IF a mother wants her children to grow up with a sense of responsibility to their own surroundings, this is a simple way to do it. Teach them to keep their own environment clean and tidy, and teach them to work together with their siblings or with you.
Make it fun and they will never feel grumpy about it. I’m proud to say that all of my children are responsible adults now and they have told me many times that they appreciate the lessons they learned as children. It makes me feel good to know that.
After we finished the chores, we would have a snack and a glass of lemonade and learn to play new games. It was a routine that we enjoyed and it taught the kids to keep the house clean. They also earned some money in the process and we used it to purchase their annual passes to Kings Dominion and Busch Gardens, two amusement parks near us.
6 people like this
5 responses
@marguicha (230365)
• Chile
1 Dec 17
A wonderful post and a good idea for young mothers
2 people like this
@IreneVincent (15960)
• United States
1 Dec 17
Thank you.
I have always believed that if you want a child to grow into a responsible adult, you have to start early and TEACH them HOW to be responsible. It doesn't just happen.
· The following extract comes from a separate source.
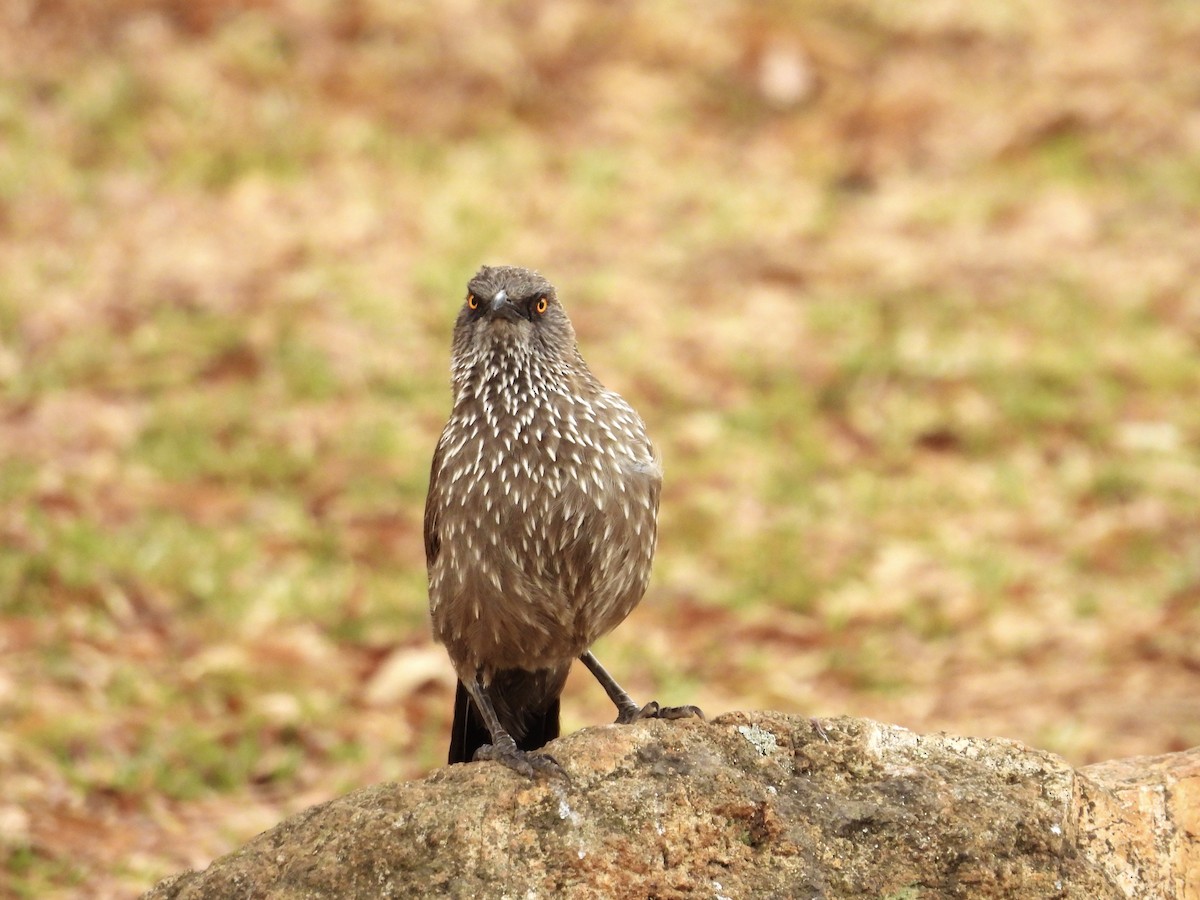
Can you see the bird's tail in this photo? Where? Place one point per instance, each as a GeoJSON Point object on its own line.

I see so many young adults who are not responsible at all. I realize that many come from family situations that didn't teach them to be responsible and I feel SAD for them. This world is not easy to grow up in, but a lot of the problem is with the parents, who don't spend the time they need to teach their children responsibility.
3 people like this
@IreneVincent (15960)
• United States
2 Dec 17
My children aren't perfect, of course, but I am proud of them. I could write so much more about my children but their lives are their own and they may not appreciate my writing about them on mylot, so I won't.
1 person likes this
@IreneVincent (15960)
• United States
3 Dec 17
@JudyEv That's exactly right. Too many "hackers" out there who want to use information for unlawful purposes.
1 person likes this
@JudyEv (382693)
• Rockingham, Australia
3 Dec 17
@IreneVincent I don't write too much about my kids either except a bit of a brag now and then. Details can go so far and so fast now it's best not to be too open about others - or even yourself.
1 person likes this

@IreneVincent (15960)
• United States
1 Dec 17
Like I said, it works for me. I'm older now and can't do a whole lot each day, so this is just one solution for me.
@RasmaSandra (98156)
• Daytona Beach, Florida
1 Dec 17
At the age of 11 my mom worked and since it was just the two of us she showed me how to clean the apartment. It was not big so it was easy to do and soon the cleaning was my job and we shared the task of going to the laundromat together. Later on when I got older I did both the cleaning and the laundry.
1 person likes this
@IreneVincent (15960)
• United States
2 Dec 17
I taught my children what I thought they should know to take care of themselves, if they should ever have to do that. I taught them all, sons and daughter, to cook, to do laundry, to clean house, to continue to learn, and to be responsible for their own decisions.
They all turned out very well, I'm happy to say and I'm so happy to be able to say that.
1 person likes this
@Courtlynn (67089)
• United States
1 Dec 17
You'd think all parents would have their kids help out but sadly that's not what happens. But you can't blame the parents if people aren't responsible either. As everyone has a choice to be or not.
1 person likes this
@IreneVincent (15960)
• United States
2 Dec 17
Yes, the fact is that some children turn out VERY well, in spite of NOT having a good upbringing. It's an individual choice each person has to make, once they become aware that their choices in life are important to who they actually become.